Oh yeah. Well, [the idea for Anonymous Women] came from this furnishing of this fifties house. When I saw this house, I thought, Oh, this is the house I always wanted us to have when we were growing up. This was the idealized life that we never had. My youth was in the fifties and sixties, but it wasn’t like the magazines or TV serials. It was not anything like that. So to see this pristine house all perfect, it was like my second chance. Yes, there’s this idealization that we all have of the housewife and domestic life as being this perfect example of how things are supposed to be. And of course, it’s not. Nothing is ever like that, but it’s this kind of fantasy world that we project and that we make happen somehow. But of course, it’s not like that. It’s never like that.
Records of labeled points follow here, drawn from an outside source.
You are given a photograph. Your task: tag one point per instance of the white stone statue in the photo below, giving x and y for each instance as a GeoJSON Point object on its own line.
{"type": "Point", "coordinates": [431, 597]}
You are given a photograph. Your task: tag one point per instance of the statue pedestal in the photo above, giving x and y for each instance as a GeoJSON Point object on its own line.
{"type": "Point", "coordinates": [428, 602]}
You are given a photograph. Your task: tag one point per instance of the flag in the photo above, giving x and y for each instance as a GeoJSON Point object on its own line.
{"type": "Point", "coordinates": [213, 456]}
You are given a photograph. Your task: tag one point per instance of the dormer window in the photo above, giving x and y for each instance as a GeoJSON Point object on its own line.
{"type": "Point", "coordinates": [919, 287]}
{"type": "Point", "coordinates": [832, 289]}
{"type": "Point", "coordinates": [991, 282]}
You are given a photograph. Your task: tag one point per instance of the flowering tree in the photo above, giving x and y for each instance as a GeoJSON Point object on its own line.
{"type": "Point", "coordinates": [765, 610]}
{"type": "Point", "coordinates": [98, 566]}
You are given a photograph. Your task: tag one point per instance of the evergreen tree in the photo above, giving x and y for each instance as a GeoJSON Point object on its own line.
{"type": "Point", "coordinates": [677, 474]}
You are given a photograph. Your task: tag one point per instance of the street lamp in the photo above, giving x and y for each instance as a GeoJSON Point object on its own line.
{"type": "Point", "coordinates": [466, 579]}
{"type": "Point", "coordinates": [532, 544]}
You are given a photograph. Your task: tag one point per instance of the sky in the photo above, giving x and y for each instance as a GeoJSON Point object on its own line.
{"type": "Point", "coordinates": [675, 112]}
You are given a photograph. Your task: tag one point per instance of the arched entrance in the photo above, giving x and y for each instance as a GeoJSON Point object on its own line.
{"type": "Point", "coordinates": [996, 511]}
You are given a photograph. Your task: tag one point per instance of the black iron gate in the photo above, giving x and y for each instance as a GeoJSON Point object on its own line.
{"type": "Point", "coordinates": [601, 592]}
The fabrics and styling are all so different. Did fashion play into this series as well?
Some of it is about camouflage, that you become part of the home. It becomes a whole issue of blending into the walls. Also, a lot of the pictures, to me, are like portraits of different kinds of women. The lady in stripes is a very different type of woman than the one with many different flowers. A lot of people also say to me, “It’s really about the burqa.” It is, because in the States particularly, we express ourselves through fashion. The women who wear these various kinds of burqas or the hijabs or any number of versions of covering yourselves, those women also underneath it, they wear the most wild, gaudy, glitzy clothing that you never see, which I think is so interesting, because it’s like there’s this secret person hiding behind that. Another influence is that I went to Catholic school for twelve years. At the time, all the nuns wore habits. I was used to seeing women clothed in a lot of fabric, where their identity was based on that nun’s habit.
Whose work tends to influence you?
Well, there’s a million influences, but nothing specific. I think it’s from my own internal craziness. [Laughs.]